Photo: John Garghan / Flickr

WMG helps West Midlands Police convict killer

Warwick Manufacturing Group (WMG) has collaborated with the West Midlands Police force to convict a killer using three-dimensional scanning techniques.

The WMG Research Centre has already worked on cases with the West Midlands Police on three previous cases, two of which were murder trials.

However, last month cutting-edge 3D technology developed by the Centre was used as evidence in the prosecution of Lorenzo Simon.

Simon was sentenced to life in prison for murdering his housemate, Michael Spalding. He had disposed of the victim’s body by dissecting it and stuffing it into suitcases, which he deposited in the Birmingham canal with the help of his girlfriend, Michelle Bird.

The suitcase was found by a Canal Trust contractor on May 12 2014, after it floated to the surface due to decomposition gases. The rest of the evidence had been burned in an oil drum located in the couple’s garden.

The scanning technique provides an image resolution 43,000 times more detailed than a CT scan. It found that a humerus discovered in the oil drum fit with body parts found in the disposed suitcase down to one 17,000th of a millimetre.

Nine pieces of bone were scanned repeatedly and displayed in 3D videos, allowing detectives, forensic experts and prosecutors to examine them in detail.

The same technique was also used to match lacerations on other bones with a saw found at the bottom of the same canal.
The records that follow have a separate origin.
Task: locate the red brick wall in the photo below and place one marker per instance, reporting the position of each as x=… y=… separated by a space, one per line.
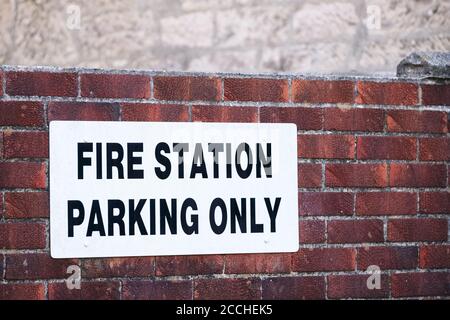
x=373 y=170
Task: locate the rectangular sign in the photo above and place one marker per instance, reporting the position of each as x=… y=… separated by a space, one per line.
x=159 y=188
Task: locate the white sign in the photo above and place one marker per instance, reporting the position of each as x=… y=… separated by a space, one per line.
x=143 y=188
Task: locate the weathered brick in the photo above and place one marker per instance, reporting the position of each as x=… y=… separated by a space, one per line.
x=326 y=146
x=416 y=121
x=224 y=114
x=323 y=91
x=390 y=148
x=83 y=111
x=251 y=89
x=355 y=286
x=115 y=86
x=351 y=119
x=419 y=284
x=418 y=229
x=22 y=291
x=324 y=259
x=293 y=288
x=227 y=289
x=388 y=93
x=325 y=203
x=434 y=202
x=434 y=149
x=355 y=231
x=436 y=94
x=23 y=175
x=154 y=112
x=189 y=265
x=26 y=205
x=37 y=83
x=12 y=235
x=309 y=175
x=356 y=175
x=387 y=258
x=157 y=290
x=304 y=118
x=118 y=267
x=35 y=266
x=385 y=203
x=32 y=144
x=312 y=231
x=90 y=290
x=187 y=88
x=434 y=256
x=257 y=263
x=417 y=175
x=21 y=113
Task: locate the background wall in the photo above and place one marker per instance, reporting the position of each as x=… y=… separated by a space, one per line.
x=373 y=183
x=226 y=35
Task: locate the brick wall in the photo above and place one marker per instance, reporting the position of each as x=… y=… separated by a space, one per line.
x=373 y=179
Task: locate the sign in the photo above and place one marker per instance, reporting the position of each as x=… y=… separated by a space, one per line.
x=159 y=188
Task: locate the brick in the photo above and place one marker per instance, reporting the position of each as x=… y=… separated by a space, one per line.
x=118 y=267
x=90 y=290
x=385 y=203
x=22 y=291
x=434 y=202
x=355 y=231
x=304 y=118
x=417 y=175
x=227 y=289
x=58 y=84
x=23 y=175
x=351 y=119
x=387 y=258
x=115 y=86
x=356 y=175
x=157 y=290
x=187 y=88
x=312 y=231
x=309 y=175
x=416 y=121
x=390 y=93
x=257 y=263
x=326 y=146
x=35 y=266
x=420 y=284
x=83 y=111
x=32 y=144
x=189 y=265
x=420 y=229
x=20 y=205
x=325 y=203
x=434 y=149
x=389 y=148
x=154 y=112
x=323 y=91
x=324 y=259
x=293 y=288
x=21 y=113
x=355 y=286
x=20 y=235
x=436 y=95
x=251 y=89
x=224 y=114
x=434 y=256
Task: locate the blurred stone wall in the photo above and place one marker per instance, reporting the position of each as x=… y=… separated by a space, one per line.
x=223 y=35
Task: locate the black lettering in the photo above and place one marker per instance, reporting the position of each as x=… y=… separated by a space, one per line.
x=163 y=160
x=72 y=220
x=82 y=161
x=133 y=160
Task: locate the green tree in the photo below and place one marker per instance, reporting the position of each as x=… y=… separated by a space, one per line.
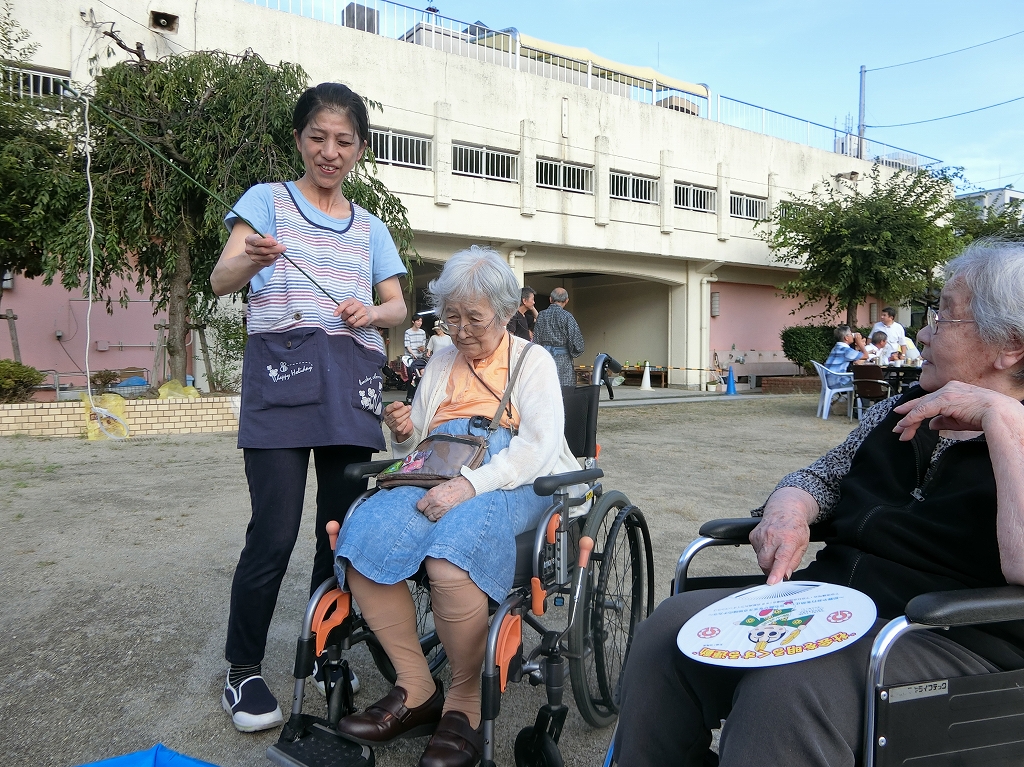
x=226 y=120
x=971 y=221
x=850 y=244
x=38 y=164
Professor Mark Williams, head of product evaluation technologies at WMG, said: “this combination of micro computerised tomography scanning, 3D printing and 3D virtual reality truly makes the process a UK first.”

The multi-million pound software and scanning technique is too expensive for police forces, but the collaboration has given the West Midlands Police force the opportunity to access both the technology and leading experts in digital forensics.
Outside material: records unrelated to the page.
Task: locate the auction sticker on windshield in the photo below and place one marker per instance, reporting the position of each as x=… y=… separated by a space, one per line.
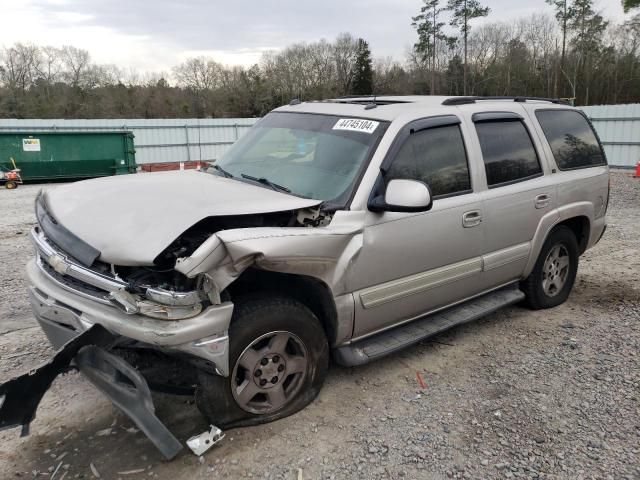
x=356 y=125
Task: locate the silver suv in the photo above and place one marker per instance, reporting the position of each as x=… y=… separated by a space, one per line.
x=354 y=226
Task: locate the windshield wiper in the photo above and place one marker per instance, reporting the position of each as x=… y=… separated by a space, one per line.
x=267 y=182
x=222 y=171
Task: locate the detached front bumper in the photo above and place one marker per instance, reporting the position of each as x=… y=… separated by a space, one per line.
x=64 y=314
x=119 y=381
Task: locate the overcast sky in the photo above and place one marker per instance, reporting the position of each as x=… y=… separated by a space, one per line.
x=154 y=35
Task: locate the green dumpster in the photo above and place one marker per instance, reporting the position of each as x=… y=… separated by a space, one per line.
x=68 y=155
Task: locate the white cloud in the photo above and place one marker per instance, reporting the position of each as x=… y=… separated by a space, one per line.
x=154 y=35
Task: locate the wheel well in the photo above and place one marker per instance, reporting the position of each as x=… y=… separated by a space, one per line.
x=580 y=226
x=311 y=292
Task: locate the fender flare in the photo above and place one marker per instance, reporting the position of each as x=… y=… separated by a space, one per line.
x=549 y=221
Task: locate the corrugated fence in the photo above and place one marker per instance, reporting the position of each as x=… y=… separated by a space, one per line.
x=184 y=140
x=619 y=129
x=156 y=140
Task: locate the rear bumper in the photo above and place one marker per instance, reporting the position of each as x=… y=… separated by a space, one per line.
x=64 y=314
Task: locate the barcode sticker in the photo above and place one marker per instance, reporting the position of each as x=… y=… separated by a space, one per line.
x=356 y=125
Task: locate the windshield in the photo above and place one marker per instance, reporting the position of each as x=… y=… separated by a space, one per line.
x=313 y=156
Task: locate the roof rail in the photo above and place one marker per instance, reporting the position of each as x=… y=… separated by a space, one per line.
x=467 y=100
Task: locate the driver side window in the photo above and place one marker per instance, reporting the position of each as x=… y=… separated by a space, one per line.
x=437 y=157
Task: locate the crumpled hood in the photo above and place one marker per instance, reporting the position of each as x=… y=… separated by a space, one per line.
x=133 y=218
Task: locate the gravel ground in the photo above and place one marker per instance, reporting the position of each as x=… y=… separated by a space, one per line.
x=549 y=394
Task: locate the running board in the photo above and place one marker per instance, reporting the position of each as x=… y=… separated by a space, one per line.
x=389 y=341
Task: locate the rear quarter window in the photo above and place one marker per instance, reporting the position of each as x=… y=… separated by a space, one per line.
x=571 y=138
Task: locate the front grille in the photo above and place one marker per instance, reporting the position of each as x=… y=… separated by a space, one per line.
x=74 y=284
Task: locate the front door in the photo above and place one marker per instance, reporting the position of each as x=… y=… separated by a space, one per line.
x=412 y=263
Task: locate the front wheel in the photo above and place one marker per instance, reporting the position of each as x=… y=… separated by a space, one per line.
x=279 y=357
x=554 y=273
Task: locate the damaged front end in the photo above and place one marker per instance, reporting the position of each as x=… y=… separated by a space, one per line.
x=118 y=380
x=100 y=316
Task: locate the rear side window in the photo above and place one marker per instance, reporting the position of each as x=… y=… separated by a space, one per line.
x=435 y=156
x=508 y=153
x=572 y=141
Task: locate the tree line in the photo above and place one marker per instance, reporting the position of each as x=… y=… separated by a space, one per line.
x=577 y=54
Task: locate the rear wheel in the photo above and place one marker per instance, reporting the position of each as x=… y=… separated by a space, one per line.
x=554 y=273
x=279 y=358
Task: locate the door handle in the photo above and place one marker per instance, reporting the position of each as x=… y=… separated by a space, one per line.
x=471 y=219
x=543 y=200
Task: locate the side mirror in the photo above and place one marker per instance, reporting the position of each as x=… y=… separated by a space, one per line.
x=403 y=196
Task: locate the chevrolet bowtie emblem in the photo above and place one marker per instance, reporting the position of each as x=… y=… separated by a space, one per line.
x=58 y=263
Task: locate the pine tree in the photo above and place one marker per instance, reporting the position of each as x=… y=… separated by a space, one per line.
x=563 y=15
x=363 y=77
x=429 y=34
x=463 y=12
x=630 y=4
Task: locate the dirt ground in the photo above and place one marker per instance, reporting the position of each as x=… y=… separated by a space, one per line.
x=549 y=394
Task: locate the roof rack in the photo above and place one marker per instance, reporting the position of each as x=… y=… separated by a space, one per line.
x=467 y=100
x=366 y=100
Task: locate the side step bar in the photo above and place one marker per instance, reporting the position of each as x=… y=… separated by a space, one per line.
x=389 y=341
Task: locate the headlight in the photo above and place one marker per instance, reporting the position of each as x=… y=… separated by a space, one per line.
x=152 y=306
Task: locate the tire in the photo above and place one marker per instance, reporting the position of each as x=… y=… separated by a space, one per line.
x=258 y=330
x=554 y=273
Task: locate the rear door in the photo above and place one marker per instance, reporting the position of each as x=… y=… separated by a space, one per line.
x=519 y=192
x=412 y=263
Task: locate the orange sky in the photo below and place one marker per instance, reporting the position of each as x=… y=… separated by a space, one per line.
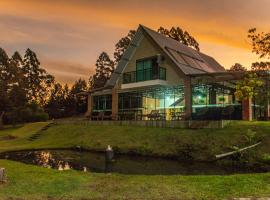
x=68 y=35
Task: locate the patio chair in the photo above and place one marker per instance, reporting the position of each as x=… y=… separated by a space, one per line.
x=97 y=115
x=154 y=115
x=227 y=112
x=106 y=115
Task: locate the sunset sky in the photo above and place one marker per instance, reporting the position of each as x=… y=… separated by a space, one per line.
x=68 y=35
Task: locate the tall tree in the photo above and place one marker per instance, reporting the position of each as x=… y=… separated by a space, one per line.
x=181 y=36
x=81 y=100
x=36 y=79
x=104 y=69
x=122 y=45
x=260 y=43
x=4 y=84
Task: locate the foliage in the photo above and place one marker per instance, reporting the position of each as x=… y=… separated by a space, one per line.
x=260 y=66
x=28 y=113
x=251 y=136
x=181 y=36
x=248 y=87
x=260 y=43
x=36 y=79
x=104 y=69
x=238 y=67
x=122 y=45
x=266 y=158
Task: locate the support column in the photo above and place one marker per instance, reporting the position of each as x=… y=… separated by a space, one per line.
x=89 y=105
x=247 y=109
x=114 y=104
x=188 y=97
The force funds a three-year Forensic PHD placement at WMG with hopes to develop the technology further and increase its capabilities.

Discussing the work WMG has helped produce, West Midlands Police Detective Superintendent Mark Payne, who is leading the collaboration, said: “It’s a fantastic development in the field of forensics and, as we have proved in the few cases to date, can be crucial in helping us uncover the truth behind some of our most serious crimes”.